Fine-tuning CLIP for MS-COCO Retrieval

In this section, we present an example usage and some empirical guides of fine-tuning CLIP for image-text retrieval. We aim to improve the retrieval performance based on the strong zero-shot retrieval ability (see our evaluation report) of CLIP by fine-tuning CLIP on MS COCO Captions training set (118k images) with the InfoNCE loss. Contents and key findings of this section are listed as follows:

  • Fine-tuning CLIP on MS COCO training set improves the retrieval mean recall by +15% compared to raw zero-shot retrieval.

  • Proper hyper-parameters can bring at least +1% improvement.

  • Scale up batch size by partially freeze CLIP weights brings +1% improvement.

  • Compared to the zero-shot retrieval mean recall=58.39% of RN50 CLIP, at last we achieve 76.02% mean recall (17.63% improvement) by fine-tuning it with a 8x2080ti machine.

Getting Started: Naive Fine-tuning Baseline

First, assume that you have already created an environment with required dependencies, prepared csv datasets for pre-training and downstream evaluations. Then you can activate the environment and modify the PYTHONPATH variable, such that modules can be imported successfully.

conda activate ITRA
cd path/to/ITRA/
export PYTHONPATH="$PYTHONPATH:$PWD/itra"

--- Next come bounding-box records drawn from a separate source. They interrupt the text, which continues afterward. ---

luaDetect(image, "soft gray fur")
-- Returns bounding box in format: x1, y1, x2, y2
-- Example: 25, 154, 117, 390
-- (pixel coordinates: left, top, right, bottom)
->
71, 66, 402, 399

Then we can start to fine-tune a CLIP on MS-COCO captions 2017 training set (118k images). The results should be compared with the paper-with-code leaderboard. Our baseline setting are listed as follows, we use a single-node machine with 8 NVIDIA GeForce 2080ti GPUs for training, one training epoch takes about 3.5 minutes.

  • backbone: ResNet50

  • batch_size: 32x8=256

  • dataset_size: 118287

  • epochs: 10

  • lr: 1e-05

  • opt: adamw

  • use_bn_sync: False

  • warmup: 100

  • weight_decay: 0.5

Training Command
torchrun --nproc_per_node 8 -m training.main \
    --train-data 'mscoco_captions' --retrieval-data 'mscoco_captions' \
    --retrieval-frequency 1 --datasets-dir '/data/Datasets' \
    --epochs 10 --save-frequency 0 --batch-size 32 --workers 2 \
    --lr 1e-5 --warmup 100 --weight_decay 0.5 --max-grad-norm 5 \
    --image-model 'RN50' --image-model-builder 'openclip' --text-model 'RN50' --text-model-builder 'openclip'\
    --pretrained-image-model --pretrained-text-model \
    --loss 'InfoNCE' \
    --report-to tensorboard --logs 'logs/MSCOCO-RN50'  --name '10ep-bs256-lr1e-5-wd0.5'

Under this configuration, fine-tuning significantly improves the retrieval performance (58.39→73.98, +15.59).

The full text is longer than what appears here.